Restricted cubic spline regression [32] with four knots at the 5th, 35th, 65th, and 95th percentiles was used to explore the potential dose–response relationship between ultra-processed consumption and cardiovascular mortality. The reference level was set at 0 serving/day. A Pnonlinearity was obtained by testing the null hypothesis that regression coefficients of the second and third splines are equal to zero [32].
Sensitivity analyses were performed to evaluate the robustness of our results: (1) excluding deaths occurring within the first five years of follow-up to determine the potential effects of reverse causation; (2) excluding subjects with extreme values of energy intake, which are defined as < 800 or > 4 000 kcal/day and < 500 or > 3500 kcal/day for men and women, respectively [33]; (3) including subjects with history of cancer at baseline; (4) including subjects with history of heart attack or stroke at baseline; (5) repeating main analyses with competing risk regression [34] to assess the potential effects of competing risk bias, with non-CVD causes of death as competing events; (6) adjustment for propensity score on unadjusted model (all covariates in model 2 were used to calculate propensity score); and (7) additional adjustment for several indicators of diet quality, including Healthy Eating Index-2005, intakes of sodium, added sugars, and saturated fatty acids, and consumption of red meat, processed meat, whole grain, fruit, vegetable, dietary fiber, and dairy.
We calculated the proportion of each food group in total amounts of ultra-processed foods to quantify their contributions to ultra-processed food consumption. In addition, we tested the association between ultra-processed food consumption by food group and cardiovascular mortality.

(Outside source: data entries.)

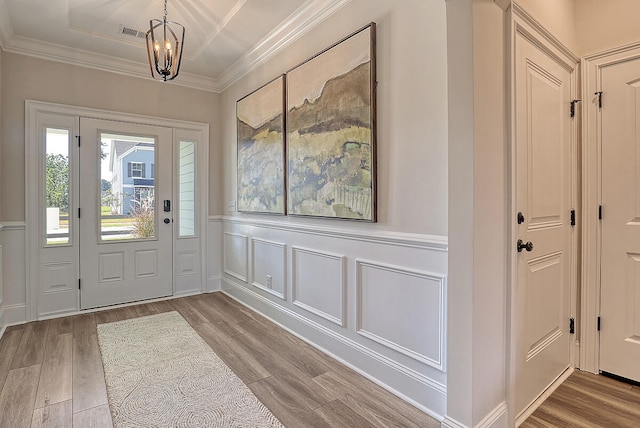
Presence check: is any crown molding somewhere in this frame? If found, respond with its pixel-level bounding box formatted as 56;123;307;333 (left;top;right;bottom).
0;0;351;93
218;0;351;92
3;36;219;92
0;0;13;51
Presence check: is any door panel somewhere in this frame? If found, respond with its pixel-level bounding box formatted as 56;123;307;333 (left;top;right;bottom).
80;118;173;309
514;34;572;414
600;59;640;381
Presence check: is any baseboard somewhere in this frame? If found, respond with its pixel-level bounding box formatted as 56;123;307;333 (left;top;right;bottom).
222;279;447;420
440;401;509;428
210;276;222;293
4;303;27;327
476;401;508;428
516;367;574;427
0;306;7;339
440;416;469;428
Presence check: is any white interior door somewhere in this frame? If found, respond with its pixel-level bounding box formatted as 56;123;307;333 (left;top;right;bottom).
513;33;572;414
600;59;640;381
80;118;173;309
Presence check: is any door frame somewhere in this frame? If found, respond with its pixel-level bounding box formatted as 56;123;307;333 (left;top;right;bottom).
580;42;640;373
25;100;209;321
505;2;580;426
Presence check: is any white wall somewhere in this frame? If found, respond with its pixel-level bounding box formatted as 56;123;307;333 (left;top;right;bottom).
221;0;448;416
575;0;640;56
443;0;508;427
516;0;576;52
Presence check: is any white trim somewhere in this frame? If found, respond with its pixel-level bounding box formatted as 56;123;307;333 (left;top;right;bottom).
222;232;249;282
580;43;640;373
0;0;351;93
355;259;447;372
505;8;586;422
515;367;574;427
25;100;209;321
476;401;508;428
217;0;351;92
440;416;469;428
291;245;347;327
510;0;580;63
249;237;287;300
222;216;448;253
0;221;27;231
222;281;447;420
4;303;27;327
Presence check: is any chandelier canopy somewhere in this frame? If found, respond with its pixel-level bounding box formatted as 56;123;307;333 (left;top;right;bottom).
146;0;185;82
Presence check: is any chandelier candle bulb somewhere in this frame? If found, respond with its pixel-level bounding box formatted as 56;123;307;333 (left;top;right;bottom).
146;0;185;82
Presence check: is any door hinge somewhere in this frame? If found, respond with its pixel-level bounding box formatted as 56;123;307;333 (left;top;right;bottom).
569;100;582;117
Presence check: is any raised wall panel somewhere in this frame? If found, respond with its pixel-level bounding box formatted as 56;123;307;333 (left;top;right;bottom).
527;63;568;229
292;247;346;326
134;250;158;278
356;260;446;371
523;252;566;361
251;238;287;300
98;252;124;282
223;232;248;282
42;263;76;294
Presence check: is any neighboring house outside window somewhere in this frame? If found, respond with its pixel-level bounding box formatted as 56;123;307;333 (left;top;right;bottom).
109;140;155;215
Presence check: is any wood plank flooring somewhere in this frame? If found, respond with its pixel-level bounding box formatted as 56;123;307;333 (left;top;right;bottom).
0;293;440;428
520;370;640;428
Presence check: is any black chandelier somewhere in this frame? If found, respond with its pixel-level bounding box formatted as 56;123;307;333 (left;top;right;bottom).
147;0;185;82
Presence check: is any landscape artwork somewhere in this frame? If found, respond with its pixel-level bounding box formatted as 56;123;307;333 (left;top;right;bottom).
236;76;285;214
287;23;376;222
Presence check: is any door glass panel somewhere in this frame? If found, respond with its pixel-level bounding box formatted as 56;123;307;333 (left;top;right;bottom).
99;133;156;242
44;128;70;245
178;141;196;236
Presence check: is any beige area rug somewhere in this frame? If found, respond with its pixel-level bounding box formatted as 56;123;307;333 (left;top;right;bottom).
98;312;283;428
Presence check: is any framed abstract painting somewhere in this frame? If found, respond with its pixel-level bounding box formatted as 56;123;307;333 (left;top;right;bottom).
286;23;376;222
236;75;286;215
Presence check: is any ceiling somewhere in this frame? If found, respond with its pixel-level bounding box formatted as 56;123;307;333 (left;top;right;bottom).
0;0;350;92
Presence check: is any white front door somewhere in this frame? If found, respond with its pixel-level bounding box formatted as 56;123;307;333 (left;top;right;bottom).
600;59;640;382
80;118;173;309
513;33;573;415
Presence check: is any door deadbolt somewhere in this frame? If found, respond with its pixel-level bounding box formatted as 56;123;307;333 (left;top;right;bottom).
517;239;533;253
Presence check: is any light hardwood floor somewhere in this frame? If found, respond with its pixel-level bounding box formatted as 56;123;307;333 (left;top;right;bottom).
520;370;640;428
0;293;440;428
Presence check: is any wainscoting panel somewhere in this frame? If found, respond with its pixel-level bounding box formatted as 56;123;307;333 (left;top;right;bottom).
221;214;448;419
251;238;287;300
356;260;446;371
292;247;345;326
224;232;247;282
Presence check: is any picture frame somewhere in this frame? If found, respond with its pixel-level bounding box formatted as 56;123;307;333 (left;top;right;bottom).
286;23;376;222
236;74;286;215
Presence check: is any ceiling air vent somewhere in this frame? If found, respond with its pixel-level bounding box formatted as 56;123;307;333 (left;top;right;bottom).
118;24;146;39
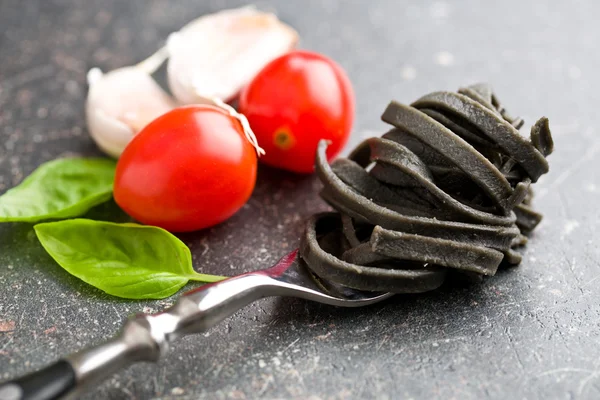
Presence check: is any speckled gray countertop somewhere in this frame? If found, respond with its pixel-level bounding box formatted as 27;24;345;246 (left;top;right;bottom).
0;0;600;399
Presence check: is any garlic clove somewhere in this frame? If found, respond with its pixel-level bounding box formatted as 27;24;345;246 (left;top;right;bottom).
86;67;176;158
167;7;298;104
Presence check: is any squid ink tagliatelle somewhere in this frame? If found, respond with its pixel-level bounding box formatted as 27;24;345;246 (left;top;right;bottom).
300;84;553;293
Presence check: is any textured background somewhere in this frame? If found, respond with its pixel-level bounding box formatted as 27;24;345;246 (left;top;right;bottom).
0;0;600;399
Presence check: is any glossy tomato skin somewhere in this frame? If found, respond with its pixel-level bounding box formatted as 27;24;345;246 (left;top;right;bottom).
114;105;257;232
239;51;354;173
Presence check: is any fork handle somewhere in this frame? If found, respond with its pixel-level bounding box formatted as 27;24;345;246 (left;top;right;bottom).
0;360;75;400
0;272;278;400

As cancer is most common cause of death in this study population, we also performed a supplementary analysis to examine the association between ultra-processed food consumption and overall cancer mortality. To validate our study design and methods, we used all-cause mortality as a positive control outcome, given the well-established association of ultra-processed food consumption with all-cause mortality [15, 16, 24, 35]. The statistical significance level was set at P < 0.05 under a two-tailed test. Statistical analyses were performed using STATA version 12.0 (StataCorp, College Station, TX).